Figure 6. Strong IL-2 Signals Negatively Impact CD8+ T Cell Memory Formation without Impairing Secondary Expansion
(A) 2.5 × 105 congenically marked P14 cells that had been differentiated in high (100 U/ml) or low (10 U/ml) concentrations of IL-2 were transferred in a 1:1 mix to the same recipient. Representative mice were analyzed for the presence of the transferred cells in the spleen or lung (data not shown) 18 hr and 35 days after transfer. (B) Thirty-five days after transfer, the presence of the transferred P14 cells was determined (pLNs, peripheral lymph nodes). FACS plots are gated on total CD8+ T cells. High (H) IL-2 (Thy1.2+); Low (L) IL-2 (Thy1.2−). (C) CD62L expression on transferred P14 cells in the blood. (D) Thirty-five days after P14 transfer, recipient mice were infected with LCMV. Five days later, the frequency of the transferred P14s of total CD8+ T cells was determined in the liver and mesenteric lymph nodes (mLNs). (E) Absolute number of P14 T cells was determined in the spleens of representative mice before (day 35 after transfer) and after (day 5) LCMV infection.

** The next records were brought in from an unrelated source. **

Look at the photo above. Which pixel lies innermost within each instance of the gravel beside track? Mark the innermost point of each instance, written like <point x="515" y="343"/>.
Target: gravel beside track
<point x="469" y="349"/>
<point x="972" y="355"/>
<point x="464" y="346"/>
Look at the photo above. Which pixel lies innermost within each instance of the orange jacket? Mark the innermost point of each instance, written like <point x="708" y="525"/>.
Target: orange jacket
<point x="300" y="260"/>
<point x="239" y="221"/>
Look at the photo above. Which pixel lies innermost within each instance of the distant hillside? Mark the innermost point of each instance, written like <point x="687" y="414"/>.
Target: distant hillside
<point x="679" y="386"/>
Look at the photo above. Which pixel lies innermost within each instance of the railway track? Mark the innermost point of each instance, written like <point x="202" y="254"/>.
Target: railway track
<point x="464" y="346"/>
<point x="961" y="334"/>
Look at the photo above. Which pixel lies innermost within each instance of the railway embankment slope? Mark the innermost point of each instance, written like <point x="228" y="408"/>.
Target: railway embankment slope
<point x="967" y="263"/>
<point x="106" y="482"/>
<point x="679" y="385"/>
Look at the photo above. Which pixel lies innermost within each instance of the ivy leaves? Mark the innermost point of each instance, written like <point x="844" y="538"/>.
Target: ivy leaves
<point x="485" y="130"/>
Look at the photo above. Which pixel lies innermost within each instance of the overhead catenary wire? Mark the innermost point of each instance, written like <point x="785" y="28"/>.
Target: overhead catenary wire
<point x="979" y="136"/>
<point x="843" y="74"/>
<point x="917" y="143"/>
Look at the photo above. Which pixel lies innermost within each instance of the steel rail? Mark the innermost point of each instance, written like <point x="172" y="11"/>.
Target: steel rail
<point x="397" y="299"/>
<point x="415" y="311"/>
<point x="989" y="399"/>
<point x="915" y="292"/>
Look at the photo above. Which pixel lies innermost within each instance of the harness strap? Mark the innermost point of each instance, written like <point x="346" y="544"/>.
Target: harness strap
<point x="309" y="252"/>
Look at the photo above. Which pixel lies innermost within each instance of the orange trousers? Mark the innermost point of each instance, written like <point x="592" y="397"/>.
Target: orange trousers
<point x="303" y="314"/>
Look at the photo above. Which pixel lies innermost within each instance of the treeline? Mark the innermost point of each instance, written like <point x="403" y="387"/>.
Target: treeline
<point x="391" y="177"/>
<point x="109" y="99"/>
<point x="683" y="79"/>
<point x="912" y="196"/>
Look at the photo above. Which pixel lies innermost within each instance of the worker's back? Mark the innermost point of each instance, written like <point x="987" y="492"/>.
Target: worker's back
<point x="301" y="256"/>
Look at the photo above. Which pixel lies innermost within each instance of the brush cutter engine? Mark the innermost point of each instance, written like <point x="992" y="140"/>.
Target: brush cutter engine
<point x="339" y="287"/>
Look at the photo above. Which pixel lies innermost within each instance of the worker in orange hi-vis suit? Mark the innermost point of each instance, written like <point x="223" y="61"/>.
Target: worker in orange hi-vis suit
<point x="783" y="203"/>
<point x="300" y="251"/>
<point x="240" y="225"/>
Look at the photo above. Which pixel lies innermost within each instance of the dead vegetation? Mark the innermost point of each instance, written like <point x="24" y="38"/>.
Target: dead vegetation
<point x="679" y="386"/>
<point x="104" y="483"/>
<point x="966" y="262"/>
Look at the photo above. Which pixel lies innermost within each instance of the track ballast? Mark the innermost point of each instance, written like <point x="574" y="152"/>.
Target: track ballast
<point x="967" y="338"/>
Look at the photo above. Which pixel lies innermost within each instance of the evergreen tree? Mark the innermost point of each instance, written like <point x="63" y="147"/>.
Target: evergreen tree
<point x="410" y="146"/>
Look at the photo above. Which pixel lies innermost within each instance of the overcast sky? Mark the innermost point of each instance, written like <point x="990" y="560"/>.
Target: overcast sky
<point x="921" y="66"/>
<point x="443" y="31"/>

Data depicts average numbers ± SEM of at least two mice per time point per group. Panels (A)–(E) are representative results from two independent experiments.
Figure 7. Inflammatory Signals and IL-2 Signal Strength Induce Distinct Transcriptional Regimes
(A) The kinetics of mRNA expression in the presence and absence of inflammation. Naive P14 CD8+ T cells were stimulated by coculture with GP33 peptide (blue) and APCs, with or without CpG (red), for 2 days (d2) and then were recultured, with or without IL-12 (CpG/IL-12), in low (10 U/ml) or high (100 U/ml) IL-2. See also Figure S5. (B) The kinetics of surface IL-2Rα expression. P14 CD8+ T cells were primed with GP33 and APCs and cultured under the indicated conditions. IL-2Rα expression was determined by flow cytometry. (C) IL-2Rα expression prior to the first cell division. Naive P14 cells were loaded with CFSE and primed as shown in (B). After 36 hr, cells that had not diluted CFSE were gated, and IL-2Rα expression was determined by flow cytometry and is shown relative to naive cells stained prior to stimulation. (D) IL-2Rα expression in the presence of blocking αIL-2 antibody during priming. Cells were cultured as in (B).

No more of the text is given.